En conclusion, il me semble qu'il faudrait plutôt promouvoir la diversité des originalités, nouveautés, avancées, progrès, innovations... Plutôt que d'utiliser un "hit-parade" basé sur des paramètres simplistes et réducteurs qui ne ressemblent en rien à la richesse - intellectuelle - de la science.

Mes remerciements pour votre lecture
Dr. Eric Lichtfouse

  • Professeur de rédaction scientifique en France et aux Etats-Unis
  • Rédacteur-en-Chef, Agronomy for Sustainable Development, Environmental Chemistry Letters
  • Chef de services d'assistance à la publication scientifique
  • Auteur du livre Rédiger pour être publié ! (Springer 2012)
  • Conférence : http://www.youtube.com/watch?v=kBFLXYLTP2c
  • http://www.researcherid.com/rid/F-4759-2011
  • http://www.linkedin.com/pub/eric-lichtfouse/19/493/720

UMR1347 Agroécologie, AgroSup/Inra/uB, 17, rue Sully, 21000 Dijon, France

Le savoir est-il une marchandise?

Merci pour ce billet fort intéressant. Je me permets d’insister sur votre première phrase : « Les revues sont au cœur du processus de communication savante » et d’y ajouter les questions suivantes : À qui appartient le savoir ? Le savoir est-il une marchandise ?

Je dirige un petit OSBL qui édite depuis plus de 20 ans une revue savante francophone destinée aux médecins et chercheurs en science de la santé. Notre revue, Médecine Sciences Amérique (www.msamerique.ca) publie des articles rédigés par les scientifiques universitaires et révisés par les pairs. Notre mission : Être une courroie de transmission de l’information scientifique universitaire au Canada. Notre point fort : l’accès libre ! Tous nos articles sont accessibles gratuitement dés leur date de publication.

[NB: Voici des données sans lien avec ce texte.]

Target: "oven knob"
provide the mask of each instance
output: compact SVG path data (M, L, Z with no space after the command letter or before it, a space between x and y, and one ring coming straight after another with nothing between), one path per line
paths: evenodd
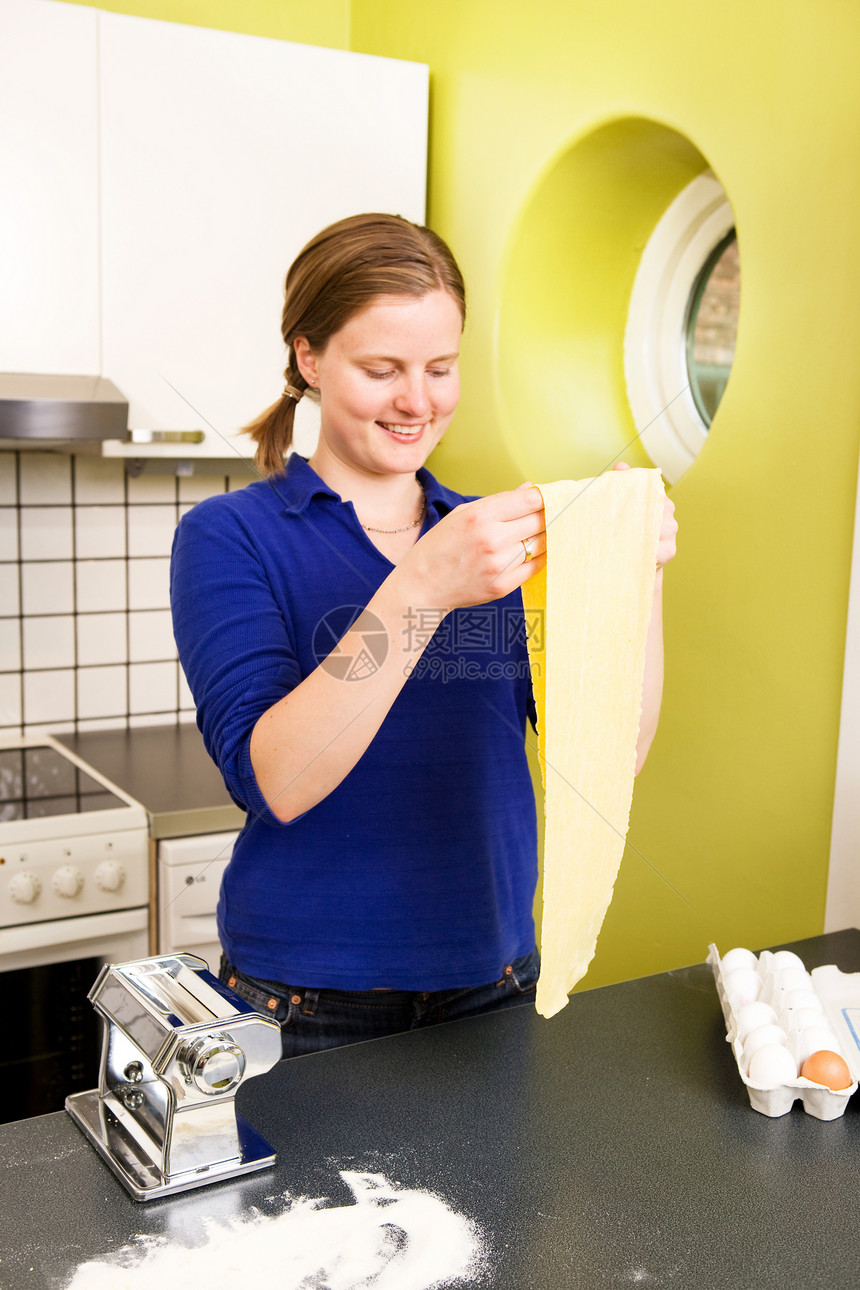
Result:
M125 882L125 869L116 860L102 860L95 869L95 886L101 891L119 891Z
M54 873L50 885L57 895L73 897L84 886L84 875L73 864L63 864L62 869Z
M35 873L15 873L9 884L9 895L15 904L32 904L41 891L41 882Z

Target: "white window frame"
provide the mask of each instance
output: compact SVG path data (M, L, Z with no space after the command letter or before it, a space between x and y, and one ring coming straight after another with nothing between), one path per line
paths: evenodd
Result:
M722 184L705 170L660 218L633 283L624 333L627 395L642 446L670 484L708 437L690 391L687 317L699 275L734 224Z

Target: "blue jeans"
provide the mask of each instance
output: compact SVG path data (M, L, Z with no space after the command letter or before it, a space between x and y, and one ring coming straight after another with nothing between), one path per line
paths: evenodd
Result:
M284 1057L415 1031L438 1022L531 1004L540 971L536 949L514 958L499 980L462 989L308 989L246 977L222 956L220 979L281 1027Z

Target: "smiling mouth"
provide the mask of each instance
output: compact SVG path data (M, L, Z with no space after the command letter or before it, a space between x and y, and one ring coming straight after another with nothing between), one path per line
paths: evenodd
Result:
M389 422L379 421L376 424L387 430L389 435L401 435L405 439L415 439L424 430L424 422L420 426L393 426Z

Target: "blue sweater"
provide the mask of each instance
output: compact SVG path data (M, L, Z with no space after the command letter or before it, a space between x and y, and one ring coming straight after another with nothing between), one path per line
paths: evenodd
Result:
M467 501L425 470L418 479L424 531ZM179 658L206 748L248 811L219 935L253 977L450 989L496 980L534 948L533 710L518 591L444 619L367 751L311 810L281 823L257 786L257 720L330 653L391 570L352 503L297 454L285 476L200 502L177 529ZM432 630L420 606L413 626ZM384 648L371 632L365 644L342 664L355 684Z

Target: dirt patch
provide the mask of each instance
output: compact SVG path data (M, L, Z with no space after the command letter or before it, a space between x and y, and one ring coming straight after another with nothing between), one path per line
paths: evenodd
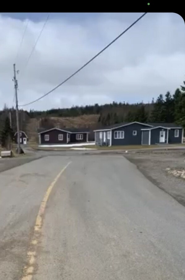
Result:
M26 155L18 157L0 159L0 172L22 165L42 157L42 156Z
M181 175L185 170L184 150L146 151L124 156L153 184L185 206L185 180Z

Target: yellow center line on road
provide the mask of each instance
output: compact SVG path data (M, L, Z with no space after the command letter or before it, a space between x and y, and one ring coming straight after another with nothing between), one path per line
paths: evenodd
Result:
M34 272L37 249L37 245L41 237L41 229L43 224L43 215L45 211L47 201L55 184L62 174L71 162L68 162L60 171L48 187L41 202L35 221L33 236L30 243L29 251L27 253L28 264L24 268L23 276L21 278L21 280L32 280L32 279L33 274Z

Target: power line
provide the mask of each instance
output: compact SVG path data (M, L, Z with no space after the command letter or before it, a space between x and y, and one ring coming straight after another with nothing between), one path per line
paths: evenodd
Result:
M69 76L68 78L65 80L63 82L62 82L56 87L54 87L54 88L53 88L53 89L51 90L50 91L49 91L48 92L47 92L47 93L45 93L45 94L44 94L43 95L41 96L40 97L39 97L39 98L37 98L37 99L36 99L35 100L34 100L33 101L32 101L31 102L30 102L29 103L27 103L26 104L23 104L22 105L19 105L20 107L22 107L23 106L26 106L28 105L29 105L30 104L32 104L33 103L34 103L35 102L36 102L37 101L38 101L39 100L40 100L40 99L41 99L42 98L43 98L45 96L46 96L46 95L48 95L48 94L49 94L49 93L51 93L51 92L52 92L53 91L54 91L58 87L60 87L61 86L62 86L62 85L63 85L63 84L64 84L64 83L66 82L67 82L67 81L68 81L68 80L69 80L70 79L71 79L71 78L72 78L73 76L75 76L76 74L79 72L82 69L83 69L83 68L84 68L88 64L90 63L91 61L92 61L93 60L97 57L98 56L99 56L101 53L103 52L103 51L104 51L106 49L109 47L112 44L113 44L113 43L114 43L115 41L118 40L120 37L122 36L125 32L127 32L130 28L131 28L132 26L134 25L138 21L139 21L142 17L143 17L145 15L146 15L147 13L144 13L142 16L141 16L140 17L134 22L131 25L130 25L124 31L123 31L122 33L121 33L115 39L114 39L113 41L112 41L110 43L107 45L105 48L103 49L101 51L99 51L99 52L97 54L96 54L95 56L93 56L91 59L89 60L87 62L84 64L82 67L80 68L78 70L77 70L77 71L76 71L73 74L71 75L71 76Z
M38 36L37 38L37 41L36 41L36 42L35 42L35 45L33 46L33 48L32 49L32 51L31 51L31 52L30 53L30 54L29 55L29 56L28 59L27 61L26 62L26 65L25 65L25 67L24 67L24 70L25 70L25 69L27 67L27 66L28 64L28 63L30 59L30 58L31 58L31 56L32 56L32 54L34 50L35 50L35 47L36 47L37 44L38 42L39 39L39 38L40 38L40 37L41 37L41 34L42 33L42 31L44 30L44 29L45 27L45 25L46 24L47 21L48 21L48 19L49 18L49 16L50 15L50 13L49 13L49 14L48 15L48 16L46 19L45 20L45 21L44 23L44 25L43 25L43 26L42 26L42 29L41 30L41 32L40 32L40 33L39 33L39 36Z
M28 22L29 22L29 20L27 20L27 23L26 24L26 25L25 28L24 29L24 33L23 33L23 36L22 37L22 40L21 41L21 42L20 42L20 44L19 45L19 47L18 48L18 50L17 50L17 55L15 57L15 62L18 58L18 56L19 55L19 51L20 50L20 48L22 47L22 44L23 43L23 40L24 39L24 36L25 36L25 34L26 33L26 30L27 29L27 28L28 27Z

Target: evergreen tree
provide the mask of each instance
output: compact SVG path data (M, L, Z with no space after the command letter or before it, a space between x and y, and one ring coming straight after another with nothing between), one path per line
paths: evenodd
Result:
M148 114L146 112L144 106L142 105L139 107L136 112L135 120L140 122L146 122L148 118Z
M163 122L166 121L165 103L162 94L160 94L154 105L150 121L153 122Z
M10 125L10 119L7 117L0 134L0 142L2 146L8 148L10 142L13 140L13 131Z
M174 121L174 100L170 93L168 91L165 95L165 115L166 122L173 122Z
M185 81L184 81L183 83L185 86ZM185 87L184 87L184 86L181 86L180 87L181 87L181 91L183 93L184 92L185 93Z
M129 111L125 118L125 121L129 122L134 122L135 120L135 114L131 111Z
M114 124L119 123L119 119L116 113L114 113L113 117Z

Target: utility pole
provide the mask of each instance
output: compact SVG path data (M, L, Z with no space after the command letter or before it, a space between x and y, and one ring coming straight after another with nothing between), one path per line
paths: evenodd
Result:
M11 111L9 112L9 116L10 118L10 126L11 128L12 128L12 124L11 124Z
M19 129L19 109L18 109L18 100L17 99L17 88L18 84L17 80L16 79L16 71L15 64L14 64L14 78L15 88L15 107L16 109L16 119L17 121L17 148L18 152L19 154L20 153L20 131Z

Malheureusement, faute de financement et du soutien du gouvernement, notre mission risque de prendre fin. Le savoir, à mon sens, n’est pas une marchandise, si ce n’est d’exister pour la formation d’esprits libres et indépendants. Il me semble important d’évoquer ce point crucial d’accès libre que cette nouvelle ère de transmission du savoir soulève et dont la majorité des « grandes revues » ne semble pas concernée. J’en suis consternée !

Au plaisir,

Anne-Laure Nouvion
Directrice générale de la SRMS (Société de la Revue Médecine Sciences )
www.msamerique.ca

Papier versus PDF

Le problème, c'est que la publication dans une revue est largement dépassée comme mode de communication pour les chercheurs d'un domaine, ceux-ci s'échangeant les articles sous forme électronique avec souvent la mention "for peers comments" afin de ne pas perdre les droits de publication finale dans une "revue officielle".

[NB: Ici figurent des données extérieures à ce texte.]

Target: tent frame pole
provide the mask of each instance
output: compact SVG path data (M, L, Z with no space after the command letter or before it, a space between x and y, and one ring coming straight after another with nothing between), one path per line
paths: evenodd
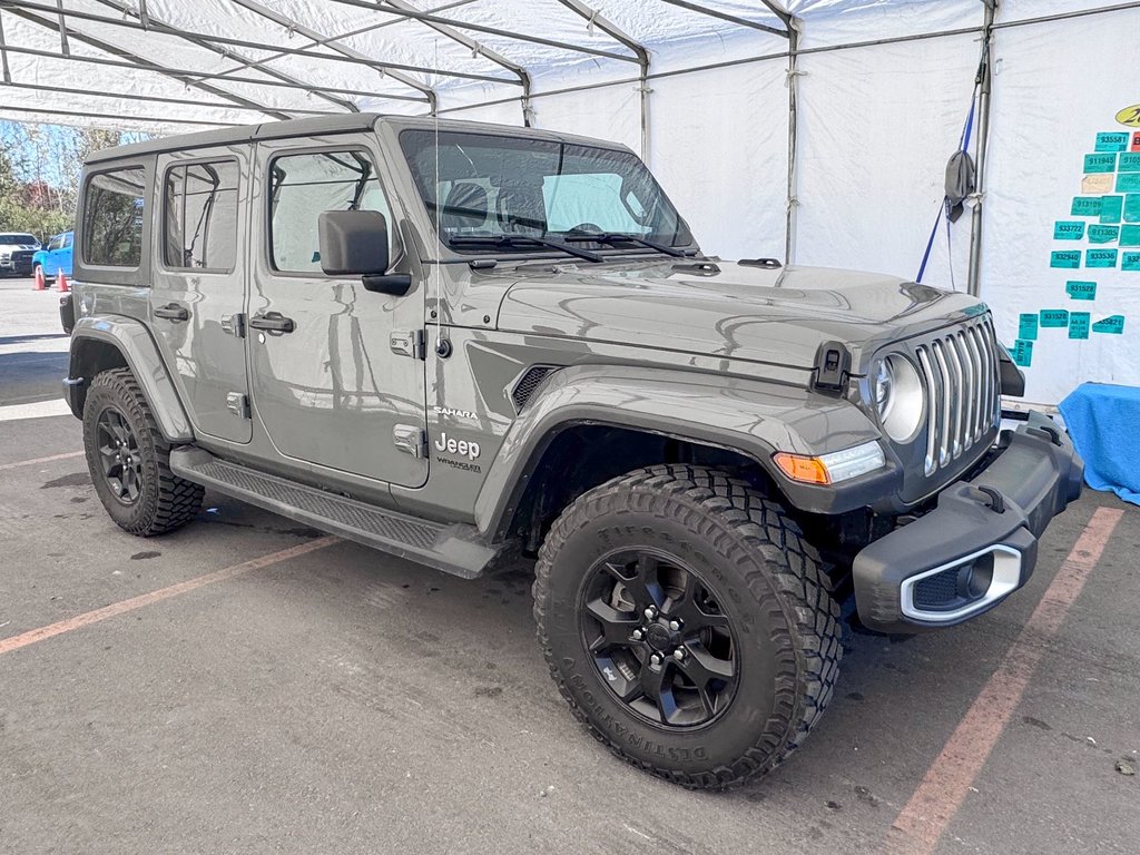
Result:
M3 15L0 15L0 64L3 65L3 82L11 84L11 68L8 66L8 44L3 38Z
M28 19L31 21L31 18L28 18ZM41 22L36 22L36 23L41 23ZM44 24L44 26L48 26L49 28L55 30L55 27L50 23ZM35 57L42 57L44 59L59 59L60 58L59 54L57 54L55 51L51 51L51 50L39 50L36 48L19 48L19 47L16 47L15 44L8 44L7 46L7 50L8 50L9 54L18 54L21 56L35 56ZM122 51L121 48L112 46L112 47L108 47L106 50L107 50L107 52L112 52L115 56L123 56L123 51ZM127 51L127 55L128 56L132 56L129 51ZM158 63L154 63L154 62L152 62L149 59L146 59L145 57L137 57L133 60L127 60L127 59L108 59L106 57L83 56L81 54L72 54L70 57L67 57L67 62L68 63L84 63L84 64L88 64L88 65L98 65L98 66L104 66L106 68L130 68L130 70L135 70L135 71L153 72L155 74L163 74L165 76L177 78L178 82L184 83L186 85L193 85L195 83L201 83L201 82L204 82L204 81L207 81L207 80L220 79L220 80L223 80L225 82L228 82L228 83L247 83L250 85L269 87L271 89L288 89L291 92L299 91L298 87L293 85L292 83L286 83L286 82L283 82L280 80L275 80L272 78L270 78L268 80L258 80L256 78L219 78L219 75L215 75L215 74L206 74L206 75L203 76L202 72L199 72L199 71L195 71L195 70L192 70L192 68L178 68L178 67L174 67L174 66L161 65ZM38 89L41 92L54 92L54 91L57 91L56 89L54 89L51 87L34 87L34 88ZM426 104L427 103L426 98L421 98L418 96L413 96L413 95L399 95L399 93L396 93L396 92L376 92L376 91L370 91L370 90L366 90L366 89L344 89L344 88L341 88L341 87L323 87L321 89L323 89L323 91L333 92L335 95L353 95L353 96L359 96L361 98L391 98L392 100L415 101L416 104ZM124 95L123 97L124 98L129 97L129 98L132 98L132 99L133 98L139 98L139 96L133 96L133 95L132 96L125 96ZM225 97L229 98L230 93L226 92ZM142 98L142 99L145 99L145 98ZM514 99L511 98L511 99L507 99L507 100L514 100ZM221 105L221 106L226 106L226 105ZM300 111L294 111L292 107L272 107L272 109L280 109L280 111L283 111L285 113L300 112ZM341 112L341 111L336 111L336 112L326 111L321 115L337 115L339 116L339 115L344 115L344 113ZM165 121L165 120L163 120L163 121Z
M788 19L788 202L784 212L784 264L796 263L796 225L799 198L799 28Z
M735 24L736 26L748 27L749 30L759 30L765 33L772 33L773 35L781 35L784 39L788 38L788 31L777 30L774 26L768 26L767 24L762 24L758 21L748 21L747 18L741 18L735 15L730 15L725 11L719 11L717 9L710 9L706 6L700 6L698 3L689 2L687 0L661 0L669 6L676 6L678 9L685 9L686 11L697 13L698 15L705 15L710 18L718 18L719 21L727 21L730 24ZM775 5L769 3L765 0L764 5L781 21L788 14L783 9L777 9ZM787 27L787 22L784 22Z
M74 31L72 31L72 34L74 34ZM225 106L225 105L221 105L221 106ZM150 122L150 123L154 123L154 124L162 124L162 123L165 123L165 124L188 124L192 128L193 127L197 127L197 128L203 128L203 127L207 127L207 128L233 128L234 127L233 122L214 122L214 121L209 120L209 119L171 119L169 116L160 117L160 116L138 116L138 115L124 116L121 113L91 113L90 111L84 111L83 113L76 113L74 109L49 109L47 107L39 107L39 106L36 106L36 107L10 107L10 106L6 106L3 104L0 104L0 115L3 115L5 113L31 113L33 116L38 116L38 115L43 115L43 116L63 116L65 119L75 119L76 116L83 116L85 119L106 119L106 120L109 120L109 121L113 121L113 122L123 122L124 124L128 124L128 125L130 125L131 122L135 122L136 124L138 122ZM343 113L337 113L336 115L343 115ZM28 119L27 121L28 122L35 122L36 120L33 117L33 119ZM72 128L88 127L88 125L75 124L74 122L59 122L59 124L66 124L66 125L70 125Z
M559 0L559 2L578 17L584 18L589 26L596 26L611 39L632 50L634 56L637 57L637 65L641 68L641 73L637 76L637 96L641 112L641 155L642 161L649 163L649 96L653 91L649 87L649 50L612 21L603 17L597 9L587 6L581 0Z
M242 0L236 0L236 2L242 2ZM400 9L402 11L416 11L416 9L414 7L409 6L404 0L384 0L384 3L388 5L388 6L391 6L394 9ZM506 71L511 72L516 78L519 78L519 83L522 85L522 123L523 123L523 125L526 128L530 127L530 120L531 120L530 83L531 83L531 80L530 80L530 72L528 72L526 70L526 67L523 67L522 65L519 65L518 63L511 62L510 59L507 59L506 57L504 57L502 54L497 54L496 51L494 51L490 48L488 48L486 44L482 44L481 42L475 41L470 35L467 35L465 33L461 33L458 30L456 30L455 27L448 26L447 24L435 24L435 23L432 23L432 22L424 22L424 25L425 26L430 26L432 30L434 30L440 35L445 35L448 39L450 39L451 41L454 41L454 42L456 42L458 44L462 44L463 47L465 47L467 50L470 50L472 52L473 57L481 56L484 59L490 59L492 63L495 63L499 67L505 68ZM432 109L431 109L431 114L432 115L435 115L435 109L438 108L438 106L439 105L433 100L432 101Z
M342 2L343 0L336 0L336 2ZM63 15L65 18L71 18L74 21L90 21L97 24L106 24L107 26L125 27L128 30L146 30L147 32L156 32L162 35L169 35L174 39L181 39L182 41L190 42L192 44L197 44L198 47L205 48L214 54L219 54L223 57L236 59L237 62L244 63L243 67L249 67L258 65L259 60L250 59L243 57L241 54L230 50L229 48L247 48L251 50L264 50L271 54L278 54L282 56L302 56L309 59L321 59L332 63L345 63L349 65L366 65L374 68L384 70L396 70L406 71L417 74L438 74L440 76L461 78L464 80L475 80L484 83L504 83L507 85L519 85L519 81L511 78L498 78L489 74L473 74L470 72L458 72L458 71L445 71L442 68L425 68L417 65L405 65L401 63L386 63L377 59L364 58L357 59L355 57L349 57L340 54L321 52L317 50L310 50L308 48L286 48L282 44L269 44L260 41L252 41L250 39L235 39L226 35L218 35L215 33L198 33L189 30L182 30L181 27L173 26L161 22L154 16L154 13L149 13L149 26L144 27L138 18L138 11L122 0L96 0L96 2L101 3L111 9L120 11L124 17L114 17L108 15L99 15L90 11L81 11L79 9L65 9ZM0 8L11 9L13 11L17 9L25 9L31 11L50 11L55 14L56 8L54 6L44 6L43 3L33 2L32 0L0 0ZM389 9L377 8L375 11L394 11ZM630 57L625 57L626 59L632 59ZM263 74L276 74L278 79L282 79L284 72L276 72L268 67L258 68ZM223 73L213 74L202 74L202 80L213 80L226 76ZM284 75L288 78L288 75ZM321 89L315 84L306 83L298 80L294 83L295 89L301 89L307 92L317 95L320 91L333 91L332 89Z
M986 187L986 152L990 145L990 104L993 88L993 38L994 21L997 17L997 0L983 0L985 3L985 25L982 34L982 51L984 62L979 68L982 80L978 81L978 157L977 181L974 190L974 211L970 213L970 270L967 280L967 292L972 296L982 293L982 235L983 207L985 206ZM954 260L951 259L953 264Z
M34 13L31 13L31 11L26 11L24 9L13 9L13 14L15 14L17 17L24 18L25 21L28 21L28 22L31 22L33 24L39 24L40 26L42 26L42 27L44 27L47 30L60 30L63 27L62 24L51 21L51 18L42 18L39 15L36 15ZM125 48L120 48L120 47L117 47L115 44L108 44L107 42L103 41L101 39L96 39L92 35L82 34L78 30L75 30L74 27L72 27L71 34L72 34L72 38L74 38L76 41L81 41L84 44L88 44L88 46L90 46L92 48L96 48L97 50L106 51L107 54L111 54L112 56L123 57L123 59L127 60L127 64L128 65L132 65L132 67L138 67L138 63L144 59L138 54L133 54L133 52L127 50ZM47 52L47 51L43 51L43 52ZM56 55L52 54L50 56L56 56ZM80 58L81 57L73 57L73 56L68 56L67 57L68 62L74 60L74 59L80 59ZM82 59L85 59L85 58L87 57L82 57ZM177 81L179 81L181 83L185 83L188 87L193 85L196 89L201 89L202 91L209 92L210 95L217 96L219 98L225 98L226 100L233 101L234 104L243 104L245 106L256 107L262 113L264 113L267 116L272 116L274 119L290 119L291 117L288 115L288 113L282 112L282 111L276 109L274 107L269 107L269 106L267 106L264 104L258 104L256 101L250 100L249 98L244 98L244 97L242 97L239 95L234 95L233 92L227 92L225 89L218 89L217 87L212 87L209 83L202 83L202 82L195 81L195 80L190 79L189 76L187 76L186 74L178 74L178 73L173 72L172 70L170 70L170 68L168 68L168 67L165 67L165 66L163 66L163 65L161 65L158 63L150 63L149 60L146 60L146 62L152 66L152 70L156 71L158 74L163 74L163 75L165 75L168 78L173 78L174 80L177 80ZM47 112L47 111L44 111L44 112ZM202 123L199 122L198 124L202 124Z
M21 2L22 2L22 5L25 8L30 8L32 6L31 3L24 3L23 0L21 0ZM117 9L124 16L128 16L128 15L130 15L130 16L138 15L138 13L131 6L128 6L125 2L120 2L120 0L97 0L97 2L103 3L104 6L111 7L112 9ZM68 14L70 15L74 15L75 13L74 11L68 11ZM99 17L106 18L106 16L95 15L95 16L91 16L91 19L99 18ZM108 21L116 21L116 18L107 18L107 19ZM189 42L190 44L195 44L195 46L197 46L199 48L205 48L206 50L209 50L209 51L211 51L213 54L218 54L219 56L226 57L227 59L229 59L230 57L233 57L234 59L237 59L238 62L242 62L242 60L244 60L244 59L247 58L247 57L244 57L244 56L242 56L241 54L238 54L238 52L236 52L234 50L230 50L227 47L222 47L222 46L215 44L214 43L215 40L210 40L206 36L198 35L198 34L190 34L190 33L184 32L182 30L180 30L178 27L171 26L170 24L166 24L165 22L160 21L154 15L148 14L148 19L149 19L149 26L153 27L153 28L155 28L155 30L157 30L158 32L169 33L170 35L173 35L177 39L181 39L182 41ZM142 27L141 23L136 24L133 21L119 21L119 23L120 24L130 25L130 26L133 26L133 27L138 27L138 28ZM300 80L299 78L294 78L292 74L286 74L285 72L279 72L279 71L276 71L274 68L261 68L260 71L261 71L262 74L268 74L269 76L277 78L278 80L284 81L286 83L292 83L298 89L304 89L306 91L310 92L311 95L315 95L318 98L321 98L321 99L328 101L329 104L335 104L337 107L342 107L342 108L347 109L349 113L359 113L360 112L359 108L356 106L356 104L353 104L352 101L345 100L343 98L337 98L336 96L329 95L328 92L323 92L323 91L320 91L320 89L306 83L304 81ZM199 80L197 82L201 83L202 81ZM218 91L225 91L225 90L218 90Z
M341 6L352 6L358 9L367 9L368 11L378 11L383 15L398 15L399 17L408 18L409 21L422 21L425 24L443 24L446 26L453 26L457 30L470 30L473 33L487 33L489 35L498 35L503 39L515 39L516 41L526 41L531 44L544 44L548 48L557 48L559 50L565 50L569 52L589 54L591 56L604 57L605 59L617 59L622 63L637 62L636 57L626 56L625 54L614 54L613 51L602 50L601 48L587 48L584 44L570 44L569 42L557 41L555 39L544 39L540 35L528 35L527 33L519 33L513 30L503 30L487 24L475 24L470 21L441 18L439 15L432 15L426 11L407 11L405 9L396 9L389 6L374 5L373 2L367 2L366 0L332 0L332 2L340 3Z
M304 24L300 23L299 21L295 21L295 19L291 18L291 17L288 17L287 15L282 15L280 13L275 11L274 9L270 9L270 8L263 6L260 2L256 2L256 0L230 0L230 2L233 2L233 3L237 5L237 6L241 6L241 7L245 8L245 9L249 9L250 11L252 11L254 15L258 15L259 17L266 18L267 21L271 21L275 24L277 24L278 26L285 27L291 33L300 33L301 35L303 35L303 36L306 36L308 39L317 41L320 44L324 44L325 47L327 47L329 50L335 50L341 56L352 57L355 59L370 60L369 57L367 57L366 55L361 54L360 51L355 50L352 48L349 48L349 47L347 47L344 44L341 44L335 36L326 36L323 33L317 32L316 30L311 30L310 27L306 26ZM140 11L141 11L141 9L140 9ZM256 68L258 71L263 71L261 68L261 66L264 65L264 63L267 63L267 62L269 62L269 60L268 59L259 59L259 60L254 62L252 65L246 66L246 67ZM410 75L407 75L404 72L397 71L394 68L390 68L390 70L389 68L374 68L374 71L377 74L380 74L381 78L391 78L396 82L402 83L404 85L406 85L406 87L408 87L410 89L416 90L417 92L420 92L421 95L423 95L427 99L427 104L429 104L431 111L432 112L435 111L438 101L437 101L437 97L435 97L435 90L432 89L431 87L426 87L423 83L421 83L420 81L417 81L415 78L412 78Z
M72 57L74 59L74 57ZM140 70L141 71L141 70ZM43 87L36 85L35 83L16 83L6 82L3 84L8 89L26 89L33 92L42 92ZM82 95L90 98L119 98L125 101L137 101L139 104L174 104L192 107L204 107L206 109L234 109L234 111L252 111L254 113L264 113L267 107L260 105L253 106L249 104L225 104L222 101L199 101L190 100L188 98L171 98L169 96L162 95L139 95L137 92L111 92L107 90L98 89L76 89L74 87L67 87L67 92L70 95ZM283 112L288 113L290 117L296 116L342 116L344 115L339 109L283 109ZM168 121L165 119L161 121ZM186 120L193 123L194 120Z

La publication dans une telle revue ne vient plus que consacrer la fin d'un cycle de recherche en lui apposant tant le sceau de la reconnaissance scientifique qu'en répondant à une obligation vis-à-vis de l'agence ayant subventionnée le recherche ou auprès de l'institution où travaille le scientifique, mais son rôle comme moyen de communication est devenu depuis longtemps quasi-inutile.

Avec les coûts effarants des abonnements aux "revues officielles", on peut se demander s'il ne s'agit pas là d'un pur gaspillage. Si pendant des siècles, l'imprimé était bien le moyen privilégié pour communiquer, aujourd'hui il a perdu de cette utilité. Vous en désirez une illustration? Eh bien, vous me lisez comment en ce moment?